Leaders of the event have denied those charges.

Allen said the presidents are involved because they probably are the world’s most famous Baptists. Nobody, he contended, could have compelled so many denominational presidents and Baptist leaders to meet “in the same room to talk about the issues except one man—a politician named Jimmy Carter.”

God’s Spirit “is moving in a new, energetic way in which we don’t try to do anything about turf,” he continued. “We’re not trying to start conventions and bureaucracy.
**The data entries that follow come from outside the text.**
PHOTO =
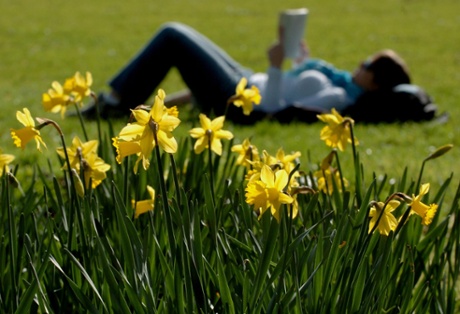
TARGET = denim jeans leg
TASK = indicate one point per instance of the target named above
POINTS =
(209, 72)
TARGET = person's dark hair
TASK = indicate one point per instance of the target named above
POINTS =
(389, 70)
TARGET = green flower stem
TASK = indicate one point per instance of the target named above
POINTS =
(211, 175)
(98, 117)
(353, 144)
(176, 181)
(288, 226)
(170, 228)
(125, 183)
(81, 122)
(342, 183)
(356, 163)
(419, 180)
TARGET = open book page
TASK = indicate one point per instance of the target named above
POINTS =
(293, 22)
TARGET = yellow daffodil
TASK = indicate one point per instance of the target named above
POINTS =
(387, 222)
(22, 136)
(427, 212)
(5, 160)
(337, 131)
(287, 161)
(246, 97)
(268, 191)
(85, 154)
(173, 111)
(94, 168)
(55, 100)
(324, 180)
(78, 86)
(158, 123)
(78, 150)
(144, 206)
(210, 133)
(247, 152)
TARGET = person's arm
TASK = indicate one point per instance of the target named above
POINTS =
(324, 100)
(178, 98)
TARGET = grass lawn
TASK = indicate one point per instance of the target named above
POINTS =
(50, 40)
(43, 41)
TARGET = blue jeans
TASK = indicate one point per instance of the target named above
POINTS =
(209, 72)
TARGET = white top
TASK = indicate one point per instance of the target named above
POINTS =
(309, 89)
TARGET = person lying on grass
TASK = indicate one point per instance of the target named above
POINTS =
(211, 75)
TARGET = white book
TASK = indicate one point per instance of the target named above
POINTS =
(293, 22)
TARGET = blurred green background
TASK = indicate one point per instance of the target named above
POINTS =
(42, 41)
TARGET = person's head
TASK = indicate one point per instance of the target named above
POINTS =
(384, 70)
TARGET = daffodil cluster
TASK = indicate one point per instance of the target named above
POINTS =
(5, 160)
(74, 90)
(29, 132)
(271, 180)
(337, 132)
(84, 159)
(209, 135)
(381, 214)
(152, 127)
(246, 97)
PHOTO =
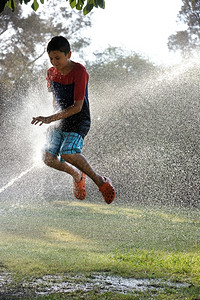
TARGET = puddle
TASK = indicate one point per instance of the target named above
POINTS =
(100, 282)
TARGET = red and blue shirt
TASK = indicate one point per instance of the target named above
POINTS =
(67, 89)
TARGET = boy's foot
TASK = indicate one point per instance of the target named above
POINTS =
(108, 191)
(79, 188)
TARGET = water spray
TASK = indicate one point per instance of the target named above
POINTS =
(10, 183)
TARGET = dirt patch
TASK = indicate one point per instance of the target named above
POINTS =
(101, 282)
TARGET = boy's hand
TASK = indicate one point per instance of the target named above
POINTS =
(41, 120)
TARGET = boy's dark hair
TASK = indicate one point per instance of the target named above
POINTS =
(58, 43)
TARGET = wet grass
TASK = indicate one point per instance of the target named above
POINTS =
(81, 237)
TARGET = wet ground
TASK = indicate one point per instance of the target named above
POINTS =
(101, 282)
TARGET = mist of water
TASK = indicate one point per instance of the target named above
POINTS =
(144, 136)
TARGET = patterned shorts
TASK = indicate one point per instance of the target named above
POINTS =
(60, 142)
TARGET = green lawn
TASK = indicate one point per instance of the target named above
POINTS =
(83, 237)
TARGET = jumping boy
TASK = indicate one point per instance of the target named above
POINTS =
(68, 81)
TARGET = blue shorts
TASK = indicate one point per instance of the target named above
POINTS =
(60, 142)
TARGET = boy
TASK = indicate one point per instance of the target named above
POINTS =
(68, 81)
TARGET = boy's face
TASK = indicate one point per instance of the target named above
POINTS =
(59, 60)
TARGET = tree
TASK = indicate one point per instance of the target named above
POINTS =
(189, 39)
(23, 41)
(78, 4)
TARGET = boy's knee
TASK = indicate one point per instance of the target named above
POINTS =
(48, 159)
(69, 157)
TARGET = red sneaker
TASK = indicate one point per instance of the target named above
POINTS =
(108, 191)
(79, 188)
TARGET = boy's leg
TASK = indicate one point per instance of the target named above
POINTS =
(104, 184)
(53, 162)
(80, 162)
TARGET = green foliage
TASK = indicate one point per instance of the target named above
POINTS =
(78, 4)
(189, 39)
(72, 238)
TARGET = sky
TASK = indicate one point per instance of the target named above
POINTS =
(140, 26)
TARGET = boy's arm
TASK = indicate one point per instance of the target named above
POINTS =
(68, 112)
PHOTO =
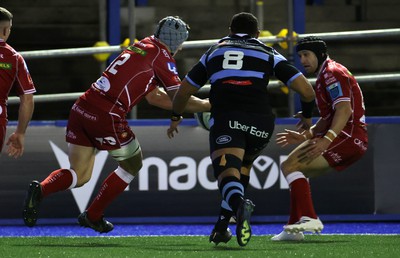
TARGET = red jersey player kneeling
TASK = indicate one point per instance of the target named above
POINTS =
(337, 140)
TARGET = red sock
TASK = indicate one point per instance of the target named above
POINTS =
(301, 202)
(110, 189)
(58, 180)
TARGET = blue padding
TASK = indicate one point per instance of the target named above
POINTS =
(193, 122)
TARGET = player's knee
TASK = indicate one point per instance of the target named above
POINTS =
(132, 165)
(224, 162)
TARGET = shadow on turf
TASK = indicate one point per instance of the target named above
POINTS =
(91, 245)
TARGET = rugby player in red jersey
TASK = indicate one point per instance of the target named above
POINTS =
(337, 140)
(97, 121)
(13, 74)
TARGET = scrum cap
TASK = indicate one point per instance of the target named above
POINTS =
(314, 44)
(172, 31)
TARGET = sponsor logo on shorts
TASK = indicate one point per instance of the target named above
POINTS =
(107, 140)
(137, 50)
(5, 66)
(335, 156)
(71, 135)
(223, 139)
(360, 144)
(250, 129)
(84, 113)
(102, 84)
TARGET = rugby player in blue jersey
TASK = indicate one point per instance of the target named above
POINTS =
(239, 68)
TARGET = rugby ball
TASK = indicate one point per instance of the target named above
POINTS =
(203, 119)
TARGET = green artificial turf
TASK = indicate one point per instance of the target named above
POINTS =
(319, 246)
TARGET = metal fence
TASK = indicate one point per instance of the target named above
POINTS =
(344, 35)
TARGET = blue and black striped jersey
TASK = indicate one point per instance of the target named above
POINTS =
(239, 68)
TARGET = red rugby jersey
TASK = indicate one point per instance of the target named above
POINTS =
(13, 73)
(335, 84)
(133, 74)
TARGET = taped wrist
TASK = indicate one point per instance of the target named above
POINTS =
(307, 108)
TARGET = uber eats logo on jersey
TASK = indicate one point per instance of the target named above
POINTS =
(182, 173)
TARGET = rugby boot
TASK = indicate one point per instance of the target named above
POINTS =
(284, 236)
(243, 228)
(101, 226)
(218, 237)
(31, 204)
(305, 224)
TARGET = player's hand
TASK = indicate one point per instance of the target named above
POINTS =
(173, 128)
(304, 123)
(15, 145)
(313, 149)
(289, 137)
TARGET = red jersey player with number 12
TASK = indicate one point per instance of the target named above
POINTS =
(13, 74)
(97, 121)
We’re trying to create an atmosphere in which networking can be accelerated.”

Instead of creating a new denomination or political coalition, Allen and CBF Coordinator Daniel Vestal said, they hope the covenant forms the foundation to a new Baptist network.

“I hope that we’ll get so involved with each other … that we’ll have a major clearinghouse of information,” Allen said. “I hope that out of this comes a new energy for the issues that face us in our world.”

With a “silent majority” of 24 million people worldwide involved in the Baptist World Alliance, it could be quite a network.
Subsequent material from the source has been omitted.